Yossi Klein Halevi Delivers a Masterful Saga of Seven Israeli Paratroopers

'Like Dreamers' Exhibits a Novelistic Flair

Like ‘Dreamers’ Do: Yossi Klein Halevi’s reconstruction of the mission of the 55th Paratroopers Reserve Brigade is only the beginning of the story, which ends with the celebration of Jerusalem Day in 2004.
Frederic Brenner
Like ‘Dreamers’ Do: Yossi Klein Halevi’s reconstruction of the mission of the 55th Paratroopers Reserve Brigade is only the beginning of the story, which ends with the celebration of Jerusalem Day in 2004.

By Julia M. Klein

Published November 01, 2013, issue of November 08, 2013.

(page 2 of 2)

Halevi sees these two movements as parallel forces. “The founders of the kibbutz movement in the early years of the twentieth century envisioned the future Jewish state as a laboratory for democratic egalitarianism,” he writes. “Many religious Zionists believed that the creation of a Jewish state would be the catalyst for the messianic era.” “Like Dreamers” — whose title is taken from Psalm 126, about the return of “the exiles of Zion” — is therefore “a story about the fate of Israel’s utopian dreams.”

At one ideological extreme is Udi Aviv, a reluctant paratrooper who traveled to Damascus in 1972 “to help create an anti-Zionist terrorist underground.” Arrested by authorities, Aviv became a notorious traitor and served 12 years in prison, emerging chastened, emotionally distant, and a student of political science rather than an activist.

Aviv, though, is an exception to Halevi’s mostly admirable cast of characters. Among the religious Zionists, Halevi focuses most intensely on Yoel Bin-Nun, a founder of the Gush Emunim (Bloc of the Faithful) settlement movement. Bin-Nun would become an unlikely ally and prod to Labor Party Prime Minister Yitzhak Rabin. And he would turn critical of his fellow settlers after Rabin’s 1995 assassination by an Orthodox Jewish nationalist.

Among veterans of the kibbutz movement are Achmon, an entrepreneur with a capitalist bent; Meir, who would first win notice with his Six Day War ballad, “Jerusalem of Iron”; and Geva, who would become a Peace Now activist.

Like a novelist who inhabits all his characters, Halevi doesn’t openly declare his allegiances. But he comes across as an apostle of moderation, and an empathetic observer of the various warring camps. He holds out hope that the divisions between left and right, and between secular and religious Jews, can be fluid — that, at least at the level of the individual, change and compromise are possible.

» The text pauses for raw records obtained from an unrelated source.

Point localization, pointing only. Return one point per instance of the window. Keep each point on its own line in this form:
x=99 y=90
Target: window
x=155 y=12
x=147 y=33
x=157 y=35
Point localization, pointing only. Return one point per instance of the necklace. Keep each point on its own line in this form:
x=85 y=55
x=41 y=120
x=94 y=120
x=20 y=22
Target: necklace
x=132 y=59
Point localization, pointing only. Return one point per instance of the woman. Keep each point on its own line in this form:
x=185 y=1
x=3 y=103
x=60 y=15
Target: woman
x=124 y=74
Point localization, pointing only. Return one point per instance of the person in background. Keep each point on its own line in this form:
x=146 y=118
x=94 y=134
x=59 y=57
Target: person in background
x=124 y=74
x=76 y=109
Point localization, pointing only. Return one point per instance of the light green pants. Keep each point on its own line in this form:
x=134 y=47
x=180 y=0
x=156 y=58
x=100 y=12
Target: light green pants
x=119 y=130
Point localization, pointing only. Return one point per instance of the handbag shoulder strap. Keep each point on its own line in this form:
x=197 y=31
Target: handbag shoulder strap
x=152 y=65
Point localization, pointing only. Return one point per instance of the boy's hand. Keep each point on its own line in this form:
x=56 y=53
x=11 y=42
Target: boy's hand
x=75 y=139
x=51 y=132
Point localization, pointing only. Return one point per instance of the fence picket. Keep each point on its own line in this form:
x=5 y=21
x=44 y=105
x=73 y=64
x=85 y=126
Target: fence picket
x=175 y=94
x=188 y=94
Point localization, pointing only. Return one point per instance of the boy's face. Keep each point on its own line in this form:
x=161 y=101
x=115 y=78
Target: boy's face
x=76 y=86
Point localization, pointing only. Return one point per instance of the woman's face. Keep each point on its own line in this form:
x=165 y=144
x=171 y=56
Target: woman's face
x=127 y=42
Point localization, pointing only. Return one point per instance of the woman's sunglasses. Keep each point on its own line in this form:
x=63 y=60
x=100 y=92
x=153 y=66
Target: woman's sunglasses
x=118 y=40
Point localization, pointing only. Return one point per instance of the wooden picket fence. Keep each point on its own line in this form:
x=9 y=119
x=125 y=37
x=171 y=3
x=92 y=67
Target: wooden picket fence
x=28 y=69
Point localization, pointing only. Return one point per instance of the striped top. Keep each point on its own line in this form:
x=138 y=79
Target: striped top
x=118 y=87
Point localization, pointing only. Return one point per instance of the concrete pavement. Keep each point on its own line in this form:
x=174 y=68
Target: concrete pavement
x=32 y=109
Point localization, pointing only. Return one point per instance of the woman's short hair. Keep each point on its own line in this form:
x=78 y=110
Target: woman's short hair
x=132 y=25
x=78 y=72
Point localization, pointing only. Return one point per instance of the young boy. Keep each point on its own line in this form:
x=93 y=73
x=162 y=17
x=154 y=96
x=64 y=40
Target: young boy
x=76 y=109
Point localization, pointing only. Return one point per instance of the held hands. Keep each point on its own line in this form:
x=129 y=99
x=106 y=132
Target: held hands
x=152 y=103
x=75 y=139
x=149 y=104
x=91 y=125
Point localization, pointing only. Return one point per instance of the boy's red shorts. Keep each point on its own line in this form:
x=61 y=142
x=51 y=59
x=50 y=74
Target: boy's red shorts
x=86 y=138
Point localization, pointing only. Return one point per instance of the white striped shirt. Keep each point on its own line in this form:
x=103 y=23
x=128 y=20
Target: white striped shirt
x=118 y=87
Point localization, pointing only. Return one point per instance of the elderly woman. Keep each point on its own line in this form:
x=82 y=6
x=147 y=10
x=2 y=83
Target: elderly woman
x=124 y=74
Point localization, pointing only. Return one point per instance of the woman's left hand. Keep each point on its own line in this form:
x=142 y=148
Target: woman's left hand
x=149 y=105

In the end, Halevi glosses Israel’s possibilities through the political evolution of Bin-Nun, who realizes that “the new dreams of Zion — socialist perfection, the wholeness of the land, even the seemingly modest dream of normalizing the Jews as a nation among nations — had each successively faltered.” And through his protagonist, he suggests this modestly hopeful response: “Weren’t the dreams that had been fulfilled in some sense enough?”